Let’s take a look at the Grassmannian Gr(k,V), whose points are the k-dimensional subspaces of an n-dimensional vector space V. To count its number of points, notice that we have a map Flag(n) to Gr(k,n) which just sends a flag $V_1 \subset \cdots \subset V_n$ to the subspace $V_k$. This map is obviously surjective, but what are the fibers? It follows from the definitions that the preimage of a k-dimensional subspace W is Flag(W) x Flag(V/W), so the number of points is just $\displaystyle \frac{[ n ] ! }{ [ k ] ! [ n - k ] !}$. And we’ll call this number $\left[ \begin{matrix} n \\ k \end{matrix} \right]$ because it specializes to $\binom{n}{k}$ upon setting q=1, and as before, this is the Euler characteristic of the complex Grassmannian Gr(k,V) where now V is a complex n-dimensional vector space.
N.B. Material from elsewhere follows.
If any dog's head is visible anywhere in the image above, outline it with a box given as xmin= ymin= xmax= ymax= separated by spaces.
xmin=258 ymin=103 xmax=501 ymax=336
Now we can even do partial flag varieties for tuples $(d_1, \dots, d_r)$, whose points consists of partial flags $V_1 \subset \cdots \subset V_r$ where $\dim V_i = d_i$. The number of points is going to be $\left[ \begin{matrix} n \\ d_1 \end{matrix} \right] \left[ \begin{matrix} n-d_1 \\ d_2 - d_1 \end{matrix} \right] \cdots \left[ \begin{matrix} n-d_1 - \cdots - d_{r-1} \\ d_r - d_{r-1} - \cdots - d_1 \end{matrix} \right]$, and setting q=1 gives the analogous product of binomial coefficients for the Euler characteristic.

In all of the cases, it turned out that each of the polynomials in q had positive coefficients. So we might ask what these numbers are counting, if anything. It turns out that setting $q=t^2$ gives the generating function $\sum_{i \ge 0} \dim_{\mathbf{C}} \mathrm{H}^i(X; \mathbf{Z}) t^i$ where X is whichever variety we are talking about, and H refers to plain old singular cohomology. I can give a better answer though: in each of the cases of interest, there is an explicit cellular decomposition of variety in question, and the number of i-dimensional cells is exactly the coefficient of $q^i$ in the corresponding polynomial. We could discuss this at length, but for now, I’ll just refer the interested reader to William Fulton’s book Young Tableaux.

And for those who don’t know what a homogeneous space is: a homogeneous space is a manifold (resp. algebraic variety) with a transitive smooth (resp. algebraic) action of a Lie (resp. algebraic) group. And one can verify that all of the examples I’ve discussed are homogeneous spaces for the group $\mathbf{GL}(n)$ of $n \times n$ invertible matrices. For fun, the reader can work out the counts for the symplectic and orthogonal groups and/or figure out what the right analogues of Grassmannians and flag varieties are.

## Responses

1. “Theorem. Let X be a variety defined over Z and assume for some prime p, and all r>0, that the function is obtained by plugging in into some polynomial P(t). Then P(t) has integral coefficients, and P(1) is the Euler characteristic of (computed using cohomology with compact support).”

Under what conditions is this true? It seems like an interesting theorem. (Is this related to the Weil conjectures? I remeber something like this was true for elliptic curves.)

2. I don’t think we have to assume anything other than what I said. I have it written up here:
http://math.mit.edu/~ssam/writings/calderochapoton.pdf (Lemma 2.2)

I’m not very familiar with the Weil conjectures, but I think the technique used to prove this theorem is utilized.